To contrast the HIFs and produce the inputs for the machine model, we directly computed the 76 principal components of the 76 pre-processed SAED images to serve as MIFs. Interestingly, the distribution of these principal components was far more spread out than in the HIF analyses. For example, the first two principal components accounted for 99.8% of the PCF (Fig. 3d) and 99.95% of the HIFs (Fig. 4e) but only 46% of the SAED patterns (Fig. 4g). In fact, the first 15 components accounted for only ≈70% of the variability of the SAED patterns. Fortunately, we only needed to capture the SAED variability resulting from the salient defects. Further, because MIF1 (Fig. 4h) alone highly correlated with the point-defect density, total dislocation density, and PCF1, there were many more MIFs available to capture the elusive PCF2. As explained in the next subsection, we used correlation coefficients to downselect which MIFs to include in the machine model because selecting too many MIFs would risk error via overfitting.

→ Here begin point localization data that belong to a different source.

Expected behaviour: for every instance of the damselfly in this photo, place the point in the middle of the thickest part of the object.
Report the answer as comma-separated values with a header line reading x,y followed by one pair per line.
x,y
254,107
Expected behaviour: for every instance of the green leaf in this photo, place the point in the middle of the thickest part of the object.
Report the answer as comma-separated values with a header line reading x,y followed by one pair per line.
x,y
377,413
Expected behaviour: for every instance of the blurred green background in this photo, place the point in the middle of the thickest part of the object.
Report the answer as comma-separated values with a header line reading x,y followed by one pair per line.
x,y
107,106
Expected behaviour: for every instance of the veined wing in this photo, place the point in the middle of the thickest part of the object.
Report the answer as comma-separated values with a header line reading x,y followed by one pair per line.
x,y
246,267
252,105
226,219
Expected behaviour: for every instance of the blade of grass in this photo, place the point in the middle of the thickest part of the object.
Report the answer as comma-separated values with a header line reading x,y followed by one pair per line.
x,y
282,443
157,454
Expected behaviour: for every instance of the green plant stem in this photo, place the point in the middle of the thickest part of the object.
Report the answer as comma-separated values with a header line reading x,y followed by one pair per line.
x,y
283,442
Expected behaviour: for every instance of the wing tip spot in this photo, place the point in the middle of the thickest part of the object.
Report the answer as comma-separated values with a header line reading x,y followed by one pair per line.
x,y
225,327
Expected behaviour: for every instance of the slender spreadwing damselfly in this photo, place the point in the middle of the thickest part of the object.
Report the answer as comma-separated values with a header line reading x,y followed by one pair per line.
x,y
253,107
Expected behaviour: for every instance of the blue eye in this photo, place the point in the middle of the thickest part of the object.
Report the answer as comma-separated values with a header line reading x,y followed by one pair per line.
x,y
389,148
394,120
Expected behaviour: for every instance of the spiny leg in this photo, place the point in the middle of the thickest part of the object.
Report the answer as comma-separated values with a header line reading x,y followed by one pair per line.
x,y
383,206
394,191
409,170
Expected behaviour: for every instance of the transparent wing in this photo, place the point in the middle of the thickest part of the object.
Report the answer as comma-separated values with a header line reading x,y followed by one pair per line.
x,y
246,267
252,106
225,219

Modeling defect statistics from SAED features
For the human model, we had two obvious inputs: HIF1 and HIF2. These two principal components effectively summarized the evolution in the area, perimeter, eccentricity, and position for the first two families of SAED spots. As shown by Table 1, HIF1 had a strong, linear correlation with the point-defect density, dislocation density, and PCF1. Hence, the human model would certainly capture these defect statistics. In contrast, neither HIF1 nor HIF2 had a strong linear correlation with PCF2, which related to the close-range order of the point-defect distribution. Surprisingly, several of the individual HIFs fared better. For example, the eccentricity for {200} had a correlation coefficient of 0.28 for PCF2 in comparison to the 0.02 and 0.06 of HIF1 and HIF2, respectively. Recall that the principal components of the HIFs captured 99% of the variation of the individual HIFs, including the eccentricity for {200}. Therefore, we deduced that the relationship between the HIFs and the PCF2 was likely non-linear if present. In this case, a non-linear human model (e.g., based on Gaussian Process Regression) could potentially still predict PCF2.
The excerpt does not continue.